As mentioned above, foods contain varying amounts of carbs, proteins, and fats, with many foods providing a combination of macros. For example, full-fat Greek yogurt provides fat, carbs, and protein, while lentils are rich in both carbs and plant-based proteins.


However, some foods contain just one macronutrient or are primarily composed of one macronutrient, such as protein or fat.


Sources of carbs include:


  • Grains: Oats, brown rice, quinoa, barley
  • Vegetables: sweet potatoes, butternut squash, peas, beets
  • Fruits: Bananas, berries, apples, peaches
  • Beans and lentils: black beans, kidney beans, lentils
  • Dairy products: milk and yogurt 


Foods rich in proteins include:


  • Poultry: chicken, turkey, duck
  • Eggs: whole eggs and egg whites
  • Red meat: beef, bison, lamb
  • Seafood: trout, shrimp, clams
  • Soy products: tofu, tempeh, soybeans 
  • Dairy products: milk, cottage cheese, yogurt
  • Beans and lentils: lentils, black beans, kidney beans 
  • Seeds and nuts: pumpkin seeds, sunflower seeds, almonds
  • Protein powders: whey protein, pea protein, collagen peptides 


Sources of healthy fats include:


  • Oils: olive oil, coconut oil, avocado oil
  • Cheese: cheddar cheese, muenster, mozzarella
  • Avocados: whole avocados 
  • Nuts and seeds: macadamia nuts, sesame seeds, cashews
  • Dairy products: full fat yogurt, cream, and cheese
  • Eggs: egg yolks


Because most foods contain more than one macronutrient, you’ll need to keep track of each food’s calorie and macro breakdown in order to stay within a set macronutrient range. 
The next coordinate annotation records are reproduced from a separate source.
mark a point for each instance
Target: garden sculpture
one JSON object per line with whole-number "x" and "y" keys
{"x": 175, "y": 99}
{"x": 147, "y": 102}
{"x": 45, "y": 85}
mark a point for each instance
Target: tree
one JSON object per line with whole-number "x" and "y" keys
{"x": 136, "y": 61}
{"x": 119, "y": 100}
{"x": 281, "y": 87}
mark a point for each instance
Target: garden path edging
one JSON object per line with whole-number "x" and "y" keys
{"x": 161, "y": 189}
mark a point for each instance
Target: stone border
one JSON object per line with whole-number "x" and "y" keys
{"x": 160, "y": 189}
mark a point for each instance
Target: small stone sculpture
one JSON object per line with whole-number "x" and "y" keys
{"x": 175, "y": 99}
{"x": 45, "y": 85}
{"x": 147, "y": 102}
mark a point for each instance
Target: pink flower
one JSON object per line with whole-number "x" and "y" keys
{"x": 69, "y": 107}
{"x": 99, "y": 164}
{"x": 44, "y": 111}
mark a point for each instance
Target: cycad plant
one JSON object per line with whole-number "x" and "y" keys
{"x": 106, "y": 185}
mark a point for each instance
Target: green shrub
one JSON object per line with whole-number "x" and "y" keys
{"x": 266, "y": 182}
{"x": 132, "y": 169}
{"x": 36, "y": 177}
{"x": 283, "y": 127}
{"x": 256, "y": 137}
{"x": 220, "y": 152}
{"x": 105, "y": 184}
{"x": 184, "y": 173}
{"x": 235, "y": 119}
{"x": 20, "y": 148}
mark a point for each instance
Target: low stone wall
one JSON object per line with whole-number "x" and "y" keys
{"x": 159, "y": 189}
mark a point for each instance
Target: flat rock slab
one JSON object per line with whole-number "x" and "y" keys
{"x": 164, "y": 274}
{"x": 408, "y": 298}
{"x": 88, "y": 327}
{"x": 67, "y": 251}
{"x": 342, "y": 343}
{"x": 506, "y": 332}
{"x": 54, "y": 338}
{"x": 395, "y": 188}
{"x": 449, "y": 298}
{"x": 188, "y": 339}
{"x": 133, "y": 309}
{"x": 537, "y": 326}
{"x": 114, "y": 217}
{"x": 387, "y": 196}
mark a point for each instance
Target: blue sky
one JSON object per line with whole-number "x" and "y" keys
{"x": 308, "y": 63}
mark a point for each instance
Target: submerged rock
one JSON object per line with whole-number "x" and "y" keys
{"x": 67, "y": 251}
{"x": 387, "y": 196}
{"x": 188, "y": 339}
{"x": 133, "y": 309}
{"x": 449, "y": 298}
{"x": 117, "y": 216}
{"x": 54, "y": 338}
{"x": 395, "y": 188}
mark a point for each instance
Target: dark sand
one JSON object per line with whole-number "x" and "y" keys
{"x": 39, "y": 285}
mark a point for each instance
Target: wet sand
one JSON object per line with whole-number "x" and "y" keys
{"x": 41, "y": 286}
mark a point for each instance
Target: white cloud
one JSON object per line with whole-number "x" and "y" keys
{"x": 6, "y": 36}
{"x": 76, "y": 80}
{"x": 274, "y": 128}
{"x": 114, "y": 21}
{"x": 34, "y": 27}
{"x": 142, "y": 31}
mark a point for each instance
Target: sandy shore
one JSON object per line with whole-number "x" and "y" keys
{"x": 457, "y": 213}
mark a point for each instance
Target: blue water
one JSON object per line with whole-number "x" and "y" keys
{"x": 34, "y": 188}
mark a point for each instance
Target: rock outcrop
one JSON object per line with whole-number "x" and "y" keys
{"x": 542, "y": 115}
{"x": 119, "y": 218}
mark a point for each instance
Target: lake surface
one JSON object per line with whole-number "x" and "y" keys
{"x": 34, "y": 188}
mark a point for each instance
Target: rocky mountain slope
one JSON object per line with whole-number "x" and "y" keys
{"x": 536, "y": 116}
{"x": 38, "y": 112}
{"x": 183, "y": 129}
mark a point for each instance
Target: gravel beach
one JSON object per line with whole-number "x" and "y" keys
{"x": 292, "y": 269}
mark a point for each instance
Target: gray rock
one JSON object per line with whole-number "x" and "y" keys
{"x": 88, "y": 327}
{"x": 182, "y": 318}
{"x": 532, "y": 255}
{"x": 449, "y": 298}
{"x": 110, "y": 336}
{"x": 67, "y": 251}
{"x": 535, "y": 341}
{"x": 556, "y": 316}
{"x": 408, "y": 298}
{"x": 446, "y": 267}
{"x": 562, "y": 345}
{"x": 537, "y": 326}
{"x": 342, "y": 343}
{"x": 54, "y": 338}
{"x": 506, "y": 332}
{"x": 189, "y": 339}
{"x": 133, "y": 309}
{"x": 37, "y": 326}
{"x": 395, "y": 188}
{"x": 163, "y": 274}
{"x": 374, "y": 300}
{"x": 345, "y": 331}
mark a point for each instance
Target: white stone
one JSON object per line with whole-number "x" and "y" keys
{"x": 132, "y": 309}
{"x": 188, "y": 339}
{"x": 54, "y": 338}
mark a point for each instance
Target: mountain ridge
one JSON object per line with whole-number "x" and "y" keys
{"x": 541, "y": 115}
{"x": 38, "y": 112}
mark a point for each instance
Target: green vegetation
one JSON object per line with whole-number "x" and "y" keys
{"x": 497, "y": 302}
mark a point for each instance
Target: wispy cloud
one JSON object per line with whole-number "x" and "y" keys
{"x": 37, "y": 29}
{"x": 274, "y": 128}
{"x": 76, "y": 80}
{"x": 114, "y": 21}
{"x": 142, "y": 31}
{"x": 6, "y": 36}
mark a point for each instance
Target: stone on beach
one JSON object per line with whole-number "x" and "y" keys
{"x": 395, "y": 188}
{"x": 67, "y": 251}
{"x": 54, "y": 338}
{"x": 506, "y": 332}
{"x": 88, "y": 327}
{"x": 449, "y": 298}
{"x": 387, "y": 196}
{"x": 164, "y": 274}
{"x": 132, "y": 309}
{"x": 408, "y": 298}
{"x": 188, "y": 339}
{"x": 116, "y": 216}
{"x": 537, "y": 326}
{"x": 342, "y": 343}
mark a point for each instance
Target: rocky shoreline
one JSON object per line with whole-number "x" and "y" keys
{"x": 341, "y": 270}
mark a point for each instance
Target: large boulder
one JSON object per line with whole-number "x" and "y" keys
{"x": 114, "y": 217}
Tracking macros is a popular method for losing weight and changing body composition. 


While it can be useful for supporting fat loss, encouraging muscle growth, and helping people stay on track when following eating patterns that require sticking to specific macronutrient ranges, it’s not necessary for improving your diet, overall health, or disease markers.


What’s more, tracking macros may increase your risk of developing an unhealthy relationship with food as well as disordered eating tendencies.


If you’re interested in tracking macros, it’s best to work with a qualified health professional like a registered dietitian. They can help you determine whether or not tracking macros is the right choice for you and give you recommendations for tracking macros using healthy and safe methods.